File formats¶

We’ve tried to use standard file formats where possible in CNVkit. However, in a few cases we have needed to extend the standard BED format to accommodate additional information.

All of the non-standard file formats used by CNVkit are tab-separated plain text and can be loaded in a spreadsheet program, R or other statistical analysis software for manual analysis, if desired.

BED and GATK/Picard Interval List¶

UCSC Genome Browser’s BED definition and FAQ
GATK’s Interval List description and FAQ

Note that BED genomic coordinates are 0-indexed, like C or Python code – for example, the first nucleotide of a 1000-basepair sequence has position 0, the last nucleotide has position 999, and the entire region is indicated by the range 0-1000.

Interval list coordinates are 1-indexed, like R or Matlab code. In the same example, the first nucleotide of a 1000-basepair sequence has position 1, the last nucleotide has position 1000, and the entire region is indicated by the range 1-1000.

VCF¶

See the VCF specifications.

CNVkit currently uses VCF files in two ways:

To export CNVs, describing/encoding each CNV segment as a structural variant (SV).
To plot single-nucleotide variant (SNV) allele frequencies in the scatter and loh commands, or export these allele frequencies to the “nexus-ogt” format.

Target and antitarget bin-level coverages (.cnn)¶

Coverage of binned regions is saved in a tabular format similar to BED but with additional columns. Each row in the file indicates an on-target or off-target (antitarget, background) bin. Genomic coordinates are 0-indexed, like BED.

Column names are shown as the first line of the file:

Chromosome or reference sequence name (chromosome)
Start position (start)
End position (end)
Gene name (gene)
Log2 mean coverage depth (log2)

Essentially the same tabular file format is used for coverages (.cnn), ratios (.cnr) and segments (.cns) emitted by CNVkit.

Copy number reference profile (.cnn)¶

In addition to the columns present in the “target” and “antitarget” .cnn files, the reference .cnn file has the columns:

GC content of the sequence region (gc)
RepeatMasker-masked proportion of the sequence region (rmask)
Statistical spread or dispersion (spread)

The log2 coverage depth is the weighted average of coverage depths, excluding extreme outliers, observed at the corresponding bin in each the sample .cnn files used to construct the reference. The spread is a similarly weighted estimate of the standard deviation of normalized coverages in the bin.

To manually review potentially problematic genes in the built reference, you can sort the file by the “spread” column; bins with higher values are the noisy ones.

It is important to keep the copy number reference file consistent for the duration of a project, reusing the same reference for bias correction of all tumor samples in a cohort. If your library preparation protocol changes, it’s usually best to build a new reference file and use the new file to analyze the samples prepared under the new protocol.

Bin-level log2 ratios (.cnr)¶

In addition to the BED-like chromosome, start, end and gene columns present in .cnn files, the .cnr file has the columns:

Log2 ratio (log2)
Proportional weight to be used for segmentation (weight)

The weight value is the inverse of the variance (i.e. square of spread in the reference) of normalized log2 coverage values seen among all normal samples at that bin. This value is used to weight the bin log2 ratio values during segmentation.
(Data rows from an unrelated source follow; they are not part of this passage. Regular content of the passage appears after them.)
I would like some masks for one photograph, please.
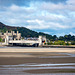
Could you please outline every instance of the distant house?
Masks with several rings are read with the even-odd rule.
[[[5,39],[6,35],[9,36],[9,40],[20,40],[21,39],[21,33],[19,33],[18,31],[17,33],[15,33],[14,31],[11,31],[11,32],[6,31],[6,33],[0,33],[0,37],[2,39]]]

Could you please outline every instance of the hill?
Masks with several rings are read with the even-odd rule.
[[[22,35],[22,37],[38,37],[39,35],[44,35],[46,36],[48,39],[52,39],[52,35],[49,35],[49,34],[45,34],[45,33],[42,33],[42,32],[35,32],[35,31],[32,31],[28,28],[25,28],[25,27],[15,27],[15,26],[9,26],[9,25],[5,25],[3,24],[2,22],[0,22],[0,32],[6,32],[6,31],[11,31],[11,30],[14,30],[15,32],[16,31],[19,31]]]

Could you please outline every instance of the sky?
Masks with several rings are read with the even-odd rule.
[[[75,35],[75,0],[0,0],[0,22],[50,35]]]

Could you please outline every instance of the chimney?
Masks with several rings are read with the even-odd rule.
[[[6,31],[6,35],[8,35],[8,31]]]

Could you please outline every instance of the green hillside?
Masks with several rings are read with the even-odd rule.
[[[74,41],[75,42],[75,36],[74,35],[64,35],[64,36],[59,36],[57,37],[56,35],[49,35],[49,34],[45,34],[43,32],[35,32],[32,31],[28,28],[25,27],[15,27],[15,26],[9,26],[9,25],[5,25],[3,23],[0,22],[0,32],[6,32],[6,31],[11,31],[14,30],[19,31],[22,35],[22,37],[38,37],[39,35],[44,35],[47,37],[47,39],[49,39],[50,41],[57,41],[57,40],[62,40],[62,41]]]
[[[52,36],[49,34],[45,34],[42,32],[38,33],[38,32],[32,31],[32,30],[25,28],[25,27],[8,26],[8,25],[5,25],[0,22],[0,32],[4,33],[7,30],[8,31],[14,30],[15,32],[19,31],[21,33],[22,37],[38,37],[39,35],[45,35],[48,39],[52,39]]]

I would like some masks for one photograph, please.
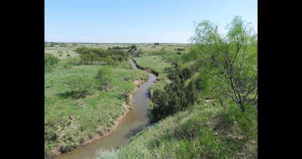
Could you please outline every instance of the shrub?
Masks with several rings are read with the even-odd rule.
[[[81,63],[81,59],[77,57],[71,57],[67,59],[67,62],[75,66],[79,66]]]
[[[53,66],[58,64],[59,58],[55,57],[52,54],[48,53],[44,54],[44,65],[45,66]]]
[[[75,92],[79,93],[84,97],[95,87],[95,78],[86,75],[72,75],[67,79],[67,84],[69,88]]]
[[[136,47],[136,45],[131,45],[131,49],[136,49],[137,48],[137,47]]]
[[[153,122],[185,110],[193,104],[197,99],[195,84],[194,82],[191,82],[189,86],[185,88],[185,80],[176,76],[173,82],[165,86],[164,90],[156,90],[152,97],[154,103],[151,110]]]
[[[113,71],[108,66],[102,66],[98,70],[96,78],[97,79],[102,89],[105,90],[112,89],[113,87],[114,79]]]
[[[81,55],[80,58],[87,64],[93,64],[99,60],[99,57],[95,53],[90,52],[85,55]]]
[[[63,64],[63,68],[64,69],[70,69],[72,67],[72,65],[68,63],[65,63]]]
Also, when a genomic region is plotted with CNVkit’s “scatter” command, the size of the plotted datapoints is proportional to the weight of each point used in segmentation – a relatively small point indicates a less reliable bin.

Segmented log2 ratios (.cns)¶

In addition to the chromosome, start, end, gene and log2 columns present in .cnr files, the .cns file format has the additional column probes, indicating the number of bins covered by the segment.

The gene column does not contain actual gene names. Rather, the sign of the segment’s copy ratio value is indicated by ‘G’ if greater than zero or ‘L’ if less than zero.